El tiempo como una sucesión de
instantes perdidos y el miedo a la fugacidad constituyen el núcleo de Dulce pájaro de juventud, obra de Tennessee Williams que el
director Oscar Barney Finn llevará a escena luego del estreno de Juegos de amor y de
guerra, de Gonzalo Demaría, en el Centro Cultural de la Cooperación.
El director Oscar Barney Finn. |
Hacer recuento y entender que la
juventud es una etapa embellecida y el
tiempo tan breve como la visión de un pájaro en vuelo, golpea emocionalmente
a Princesa, actriz en su edad madura, y
a Chance, el aún joven con veleidades de donjuán que regresa a su ciudad para
recuperar el amor de la que fue niña por él dañada. Sucede en Dulce
pájaro de juventud (Sweet Bird of
Youth), título que suena bello aunque encierra una amargura que su autor, el estadounidense Tennessee Williams (Columbus
1911- Nueva York 1983), deja entrever en
los irónicos diálogos de esta pieza de 1959 que estrenará Oscar Barney Finn, premiado
director de teatro (el más reciente galardón lo obtuvo de la crítica de Nueva
York por la puesta de Poder absoluto, del barcelonés Roger
Peña Carulla). También régisseur, dramaturgista y realizador de films premiados
en festivales internacionales, como Contar
hasta diez (Festival de Berlín), y -entre otros- los destacados Cuatro caras para Victoria, Momentos robados y De la misteriosa Buenos Aires sobre tres cuentos de Manuel Mujica Láinez:
Barney Finn dirigió El salón dorado; Alberto Fischerman, El
hambre; y Ricardo Wullicher, La pulsera de cascabeles. Condujo ciclos de TV sobre textos y obras
de grandes autores, y trabajó sobre lo puro de la trama de las obras y la personalidad de Williams. Experiencia que generó
puestas en homenaje, incluida La gata sobre el tejado de zinc caliente, en
Chile, en 1983; y renovadas búsquedas, como Noches
romanas, de Franco D’Alessandro, donde los personajes son Williams y la actriz
italiana Ana Magnani.
Dulce
pájaro… completará la lista de sus últimos
trabajos: El Diccionario, del español Manuel Calzada Pérez, en torno a la
generosa y esforzada vida y obra de la filóloga y lexicógrafa española María
Moliner; La herencia de Eszter, versión de la novela del escritor húngaro
Sándor Márai y el estreno de Juegos de
amor y de guerra, de Gonzalo Demaría. Barney Finn no descansa, y en esta entrevista adelanta
otro título, Maldonado, de Carlos Furnaro, que “está leyendo la
actriz Leonor Manso”, comenta, agradecido.
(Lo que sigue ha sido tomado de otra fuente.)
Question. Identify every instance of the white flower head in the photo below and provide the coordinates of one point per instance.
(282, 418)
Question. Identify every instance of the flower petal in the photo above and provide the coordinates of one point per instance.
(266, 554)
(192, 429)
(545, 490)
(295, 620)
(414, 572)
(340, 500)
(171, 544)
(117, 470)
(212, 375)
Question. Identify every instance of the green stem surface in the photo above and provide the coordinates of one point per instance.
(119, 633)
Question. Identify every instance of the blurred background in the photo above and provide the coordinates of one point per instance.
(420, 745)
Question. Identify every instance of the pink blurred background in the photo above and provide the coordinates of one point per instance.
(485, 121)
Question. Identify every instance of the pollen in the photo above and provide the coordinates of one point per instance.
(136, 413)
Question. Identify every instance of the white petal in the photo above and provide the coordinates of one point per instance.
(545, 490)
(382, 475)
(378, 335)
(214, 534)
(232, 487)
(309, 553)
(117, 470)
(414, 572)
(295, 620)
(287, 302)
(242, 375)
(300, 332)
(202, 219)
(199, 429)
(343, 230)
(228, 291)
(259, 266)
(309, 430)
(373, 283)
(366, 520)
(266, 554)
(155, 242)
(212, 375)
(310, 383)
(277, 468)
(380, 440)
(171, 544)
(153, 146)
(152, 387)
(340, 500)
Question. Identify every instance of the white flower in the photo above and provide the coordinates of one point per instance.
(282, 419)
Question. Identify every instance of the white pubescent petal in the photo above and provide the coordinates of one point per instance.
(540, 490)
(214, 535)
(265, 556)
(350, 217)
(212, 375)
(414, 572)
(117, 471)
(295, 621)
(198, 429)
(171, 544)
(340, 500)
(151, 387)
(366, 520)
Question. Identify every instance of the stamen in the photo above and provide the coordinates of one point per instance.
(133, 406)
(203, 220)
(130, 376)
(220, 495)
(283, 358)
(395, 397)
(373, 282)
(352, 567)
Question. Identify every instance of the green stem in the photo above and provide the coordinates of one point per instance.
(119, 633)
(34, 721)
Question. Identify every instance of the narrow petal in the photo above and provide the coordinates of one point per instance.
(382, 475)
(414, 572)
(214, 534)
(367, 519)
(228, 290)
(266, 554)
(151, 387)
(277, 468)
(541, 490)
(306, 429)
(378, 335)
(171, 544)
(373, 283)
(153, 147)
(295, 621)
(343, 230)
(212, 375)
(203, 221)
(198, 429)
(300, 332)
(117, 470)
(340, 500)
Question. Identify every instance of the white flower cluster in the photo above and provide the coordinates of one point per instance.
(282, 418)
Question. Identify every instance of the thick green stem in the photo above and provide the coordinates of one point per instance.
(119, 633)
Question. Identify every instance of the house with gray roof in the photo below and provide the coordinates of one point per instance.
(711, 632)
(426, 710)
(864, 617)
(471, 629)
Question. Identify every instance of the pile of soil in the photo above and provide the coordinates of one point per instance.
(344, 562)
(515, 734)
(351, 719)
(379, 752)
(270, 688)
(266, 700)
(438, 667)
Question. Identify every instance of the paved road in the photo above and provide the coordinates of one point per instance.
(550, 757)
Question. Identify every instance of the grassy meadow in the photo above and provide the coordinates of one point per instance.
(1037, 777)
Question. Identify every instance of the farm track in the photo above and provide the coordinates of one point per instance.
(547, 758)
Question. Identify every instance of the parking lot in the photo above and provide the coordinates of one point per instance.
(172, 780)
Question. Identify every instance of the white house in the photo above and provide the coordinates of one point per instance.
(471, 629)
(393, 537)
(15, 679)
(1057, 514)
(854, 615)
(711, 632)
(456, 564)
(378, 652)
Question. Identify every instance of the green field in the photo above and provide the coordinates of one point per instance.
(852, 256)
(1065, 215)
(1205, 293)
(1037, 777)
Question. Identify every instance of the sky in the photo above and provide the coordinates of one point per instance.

Williams expuso sus debilidades en el escenario, según lo
manifiesta en el escrito que a modo de prólogo de Dulce pájaro…ha publicado la editorial Losada. ¿Qué debilidades
acosan a Princesa y Chance?
Ellos esperan que algo o alguien los
saque de la inercia en la que se encuentran. Lo que sea sirve, si les
hace bien. Están frente a un precipicio. Sienten la soledad, la carencia del amor genuino y se
utilizan el uno al otro. Experimentan el miedo de haber pasado por la vida sin
poder agarrarse a una tabla. Pensemos en otras obras de Tennessee, en El zoo de cristal (1944), Un tranvía llamado deseo (1947),
La gata sobre el tejado de zinc caliente (1955)… Williams mismo quería salir.
Creo que también él vivió esperando que alguien le tienda una mano. Ha sido muy
destructivo en su vida. Y tuvo una prodigiosa producción.
Con títulos admirables…
Sí, pero llega el momento en que se aparta
de aquellos grandes éxitos. Williams
decae, y queda atrapado en ese estado que lo destruye. Lo pude entender mejor durante
la investigación que hice para la puesta de Noches
romanas, donde, además de volver a sus obras, necesitaba poner el acento en su persona, y comprender cómo era ese
mundo decadente con el que hallamos afinidades. Los grandes personajes de
Tennessee y las mujeres sureñas de El
dulce pájaro… siguen siendo emblemáticos.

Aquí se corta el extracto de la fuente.